By the EU’s own count, more than 60 percent of reports come from public posts and cloud storage, categories the old regulation never covered. The fight is really about private, person-to-person messages, the part of your digital life where the expectation of confidentiality is strongest and the case for automated inspection weakest.
The Council’s own members are talking out of both sides. Italy filed an official statement this week warning against exactly this kind of mass surveillance by private providers and its threat to encryption. Then it voted for the text anyway. “How absurd this process has become is evident in Italy’s behavior in the Council,” said Patrick Breyer, the former Pirate Party member who has tracked the file for years, in a press release sent to Reclaim The Net.
Even the lawmaker formally steering the file has refused to play along. Birgit Sippel, the Socialist rapporteur, called the governments’ move an unfair maneuver and drew a line under it. “As rapporteur, I will not support an extension on the Member States’ terms,” she said, warning that reopening the interim question endangers the slow progress toward a permanent framework.
Over the weekend, two cybersecurity researchers reminded members that the technical case has not budged. Carmela Troncoso of the Max Planck Institute and Bart Preneel of KU Leuven wrote urging a no vote on the fast track, citing detection tools whose error rates stay unacceptably high and pointing to far more targeted methods that already exist. They noted that over 800 researchers had signed earlier warnings, a level of agreement that rarely forms around one proposal.

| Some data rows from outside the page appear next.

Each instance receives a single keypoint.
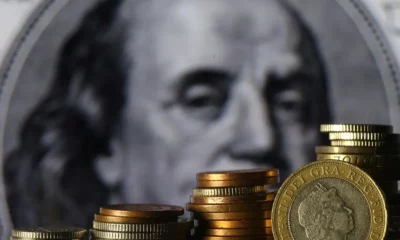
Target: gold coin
(356, 128)
(234, 232)
(351, 143)
(356, 150)
(254, 174)
(236, 183)
(246, 223)
(114, 219)
(329, 192)
(370, 136)
(134, 235)
(270, 237)
(233, 215)
(232, 191)
(142, 210)
(240, 207)
(49, 233)
(362, 160)
(183, 225)
(230, 199)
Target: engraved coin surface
(329, 200)
(142, 210)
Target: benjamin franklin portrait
(137, 96)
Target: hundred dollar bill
(125, 101)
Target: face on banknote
(125, 101)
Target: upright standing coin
(327, 199)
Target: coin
(232, 191)
(246, 223)
(235, 232)
(370, 136)
(236, 183)
(233, 215)
(356, 128)
(329, 191)
(142, 210)
(49, 233)
(183, 225)
(230, 199)
(353, 143)
(362, 160)
(240, 207)
(259, 173)
(356, 150)
(134, 235)
(114, 219)
(235, 238)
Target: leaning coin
(231, 191)
(134, 235)
(230, 199)
(259, 173)
(182, 225)
(354, 143)
(337, 192)
(114, 219)
(370, 136)
(237, 183)
(355, 128)
(239, 207)
(250, 232)
(233, 216)
(49, 233)
(142, 210)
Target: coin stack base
(141, 222)
(233, 204)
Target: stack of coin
(45, 233)
(233, 204)
(141, 221)
(374, 149)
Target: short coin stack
(374, 149)
(46, 233)
(233, 204)
(141, 222)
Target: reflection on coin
(329, 192)
(230, 199)
(235, 232)
(247, 223)
(184, 225)
(353, 143)
(142, 210)
(238, 174)
(49, 233)
(237, 183)
(233, 215)
(355, 128)
(370, 136)
(240, 207)
(114, 219)
(362, 160)
(232, 191)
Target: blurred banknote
(125, 101)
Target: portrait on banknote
(126, 100)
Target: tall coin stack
(374, 149)
(45, 233)
(141, 222)
(233, 204)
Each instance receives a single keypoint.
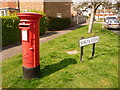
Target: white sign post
(87, 41)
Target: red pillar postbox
(29, 26)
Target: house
(100, 14)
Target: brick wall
(52, 8)
(31, 6)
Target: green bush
(58, 23)
(43, 21)
(10, 31)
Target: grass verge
(61, 70)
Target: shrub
(10, 31)
(58, 23)
(43, 21)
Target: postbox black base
(29, 73)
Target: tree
(93, 4)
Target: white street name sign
(88, 41)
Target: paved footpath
(12, 50)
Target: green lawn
(61, 70)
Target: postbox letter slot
(24, 25)
(24, 35)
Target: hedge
(58, 23)
(10, 31)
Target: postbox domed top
(29, 16)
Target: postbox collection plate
(24, 35)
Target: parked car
(114, 24)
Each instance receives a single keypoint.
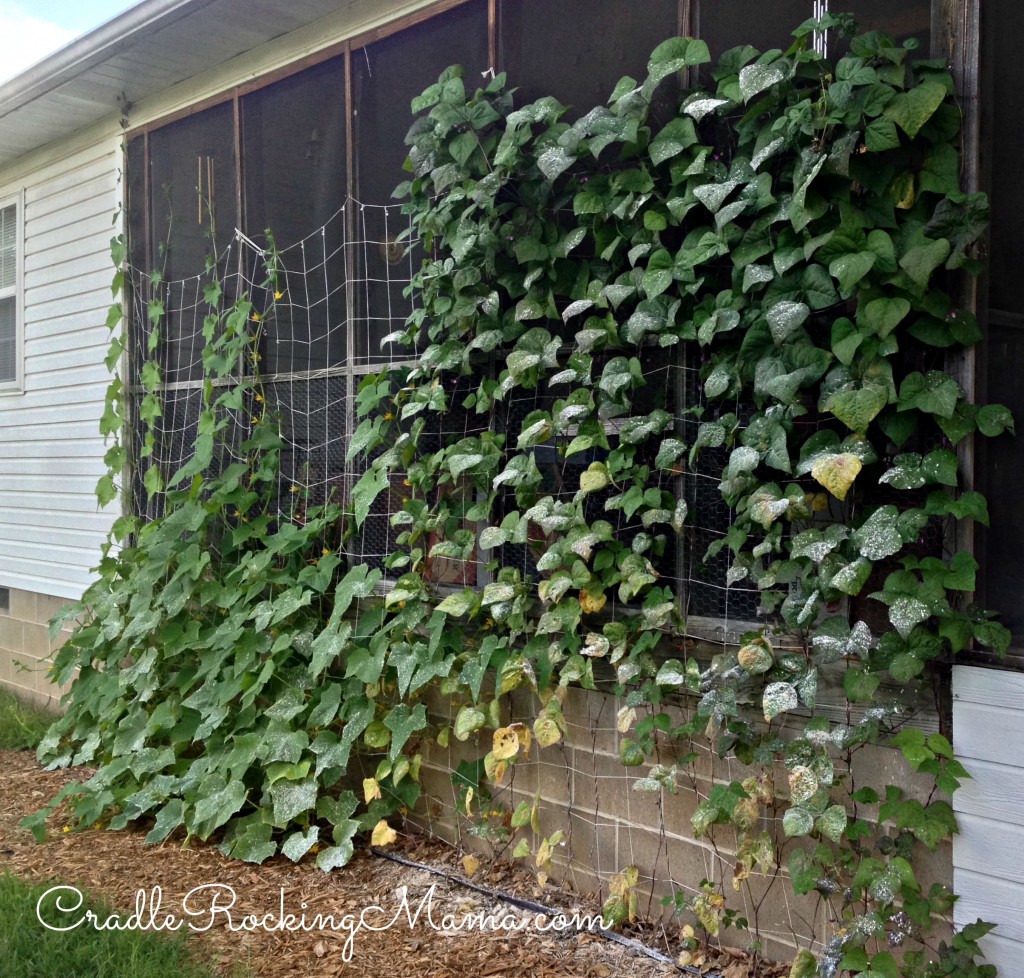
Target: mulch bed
(115, 865)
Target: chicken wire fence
(339, 293)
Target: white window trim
(16, 386)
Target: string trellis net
(339, 302)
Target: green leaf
(912, 109)
(783, 317)
(459, 603)
(370, 485)
(994, 419)
(797, 821)
(299, 843)
(778, 697)
(402, 723)
(935, 393)
(292, 799)
(881, 134)
(674, 55)
(921, 261)
(755, 79)
(857, 409)
(881, 316)
(849, 269)
(879, 537)
(859, 686)
(168, 818)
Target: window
(10, 294)
(1001, 459)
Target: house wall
(51, 453)
(988, 870)
(584, 791)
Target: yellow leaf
(837, 472)
(546, 730)
(371, 790)
(523, 736)
(494, 768)
(506, 743)
(383, 834)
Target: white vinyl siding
(10, 294)
(51, 453)
(988, 874)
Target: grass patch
(29, 950)
(22, 726)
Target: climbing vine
(797, 227)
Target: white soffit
(150, 47)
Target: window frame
(15, 385)
(714, 629)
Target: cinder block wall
(26, 645)
(607, 824)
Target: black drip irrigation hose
(548, 910)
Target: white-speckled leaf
(803, 783)
(905, 613)
(778, 697)
(832, 822)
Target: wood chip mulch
(116, 865)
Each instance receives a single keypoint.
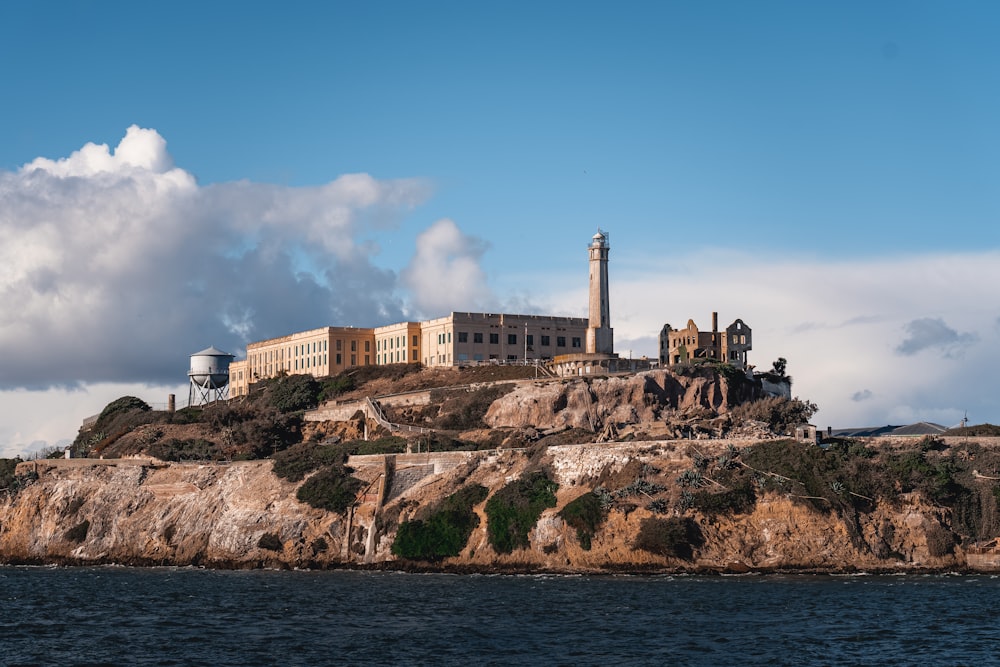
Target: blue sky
(830, 151)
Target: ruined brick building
(678, 346)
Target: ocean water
(186, 616)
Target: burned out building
(679, 346)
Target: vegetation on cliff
(515, 508)
(586, 514)
(446, 529)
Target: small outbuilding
(806, 433)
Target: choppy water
(164, 616)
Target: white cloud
(33, 420)
(120, 264)
(932, 333)
(839, 324)
(445, 274)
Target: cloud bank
(873, 341)
(120, 264)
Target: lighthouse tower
(600, 335)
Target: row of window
(397, 357)
(463, 337)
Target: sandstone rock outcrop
(241, 515)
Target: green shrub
(676, 537)
(174, 449)
(587, 513)
(514, 510)
(271, 542)
(299, 460)
(465, 409)
(122, 405)
(736, 500)
(445, 532)
(293, 393)
(336, 385)
(392, 444)
(332, 489)
(7, 478)
(781, 414)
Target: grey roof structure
(917, 429)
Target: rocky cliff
(239, 515)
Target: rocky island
(683, 470)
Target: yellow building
(397, 343)
(456, 340)
(318, 352)
(469, 338)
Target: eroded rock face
(241, 515)
(179, 514)
(590, 403)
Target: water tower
(209, 376)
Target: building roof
(919, 428)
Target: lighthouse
(600, 335)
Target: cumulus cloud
(445, 274)
(932, 333)
(117, 264)
(859, 310)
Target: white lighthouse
(600, 335)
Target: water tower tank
(210, 368)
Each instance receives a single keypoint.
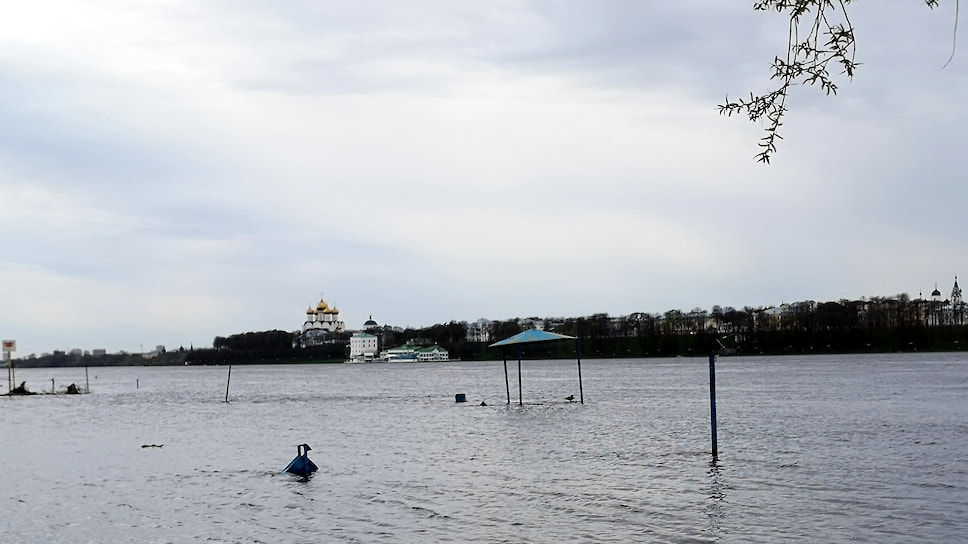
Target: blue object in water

Some members tried to stop the procedure on the floor. Martin Sonneborn demanded that Metsola rule the urgent motion inadmissible under Parliament’s own rules, brandishing a printed copy of the rulebook. “I tried to stop the Chat Control today,” he wrote afterward.
The procedural fight hides a bigger cost. Parliament has been pushing a genuinely different approach to protecting children online, one built on detection orders aimed at suspects instead of blanket scanning left to industry’s discretion, a dedicated center to pull known abuse material off the public web, and security requirements.
Keeping the old voluntary regime alive drains the pressure that might move governments toward it. Prolonging the status quo does not protect children better. It lets the least effective and most invasive method coast along because no one has to defend it on the merits.
That is the decision facing the chamber on Thursday. Rejecting the text requires 361 members to appear and vote no. Silence or absence counts as consent.
The regime at stake once let hundreds of millions of Europeans send a message without a machine reading it first, and the same setup that flags a suspected image can be repointed at a nationality, a demographic, or a political affiliation without any change to the underlying tools. Parliament reached that conclusion clearly in March, and whether it holds through a half-empty Thursday afternoon is what the vote will settle.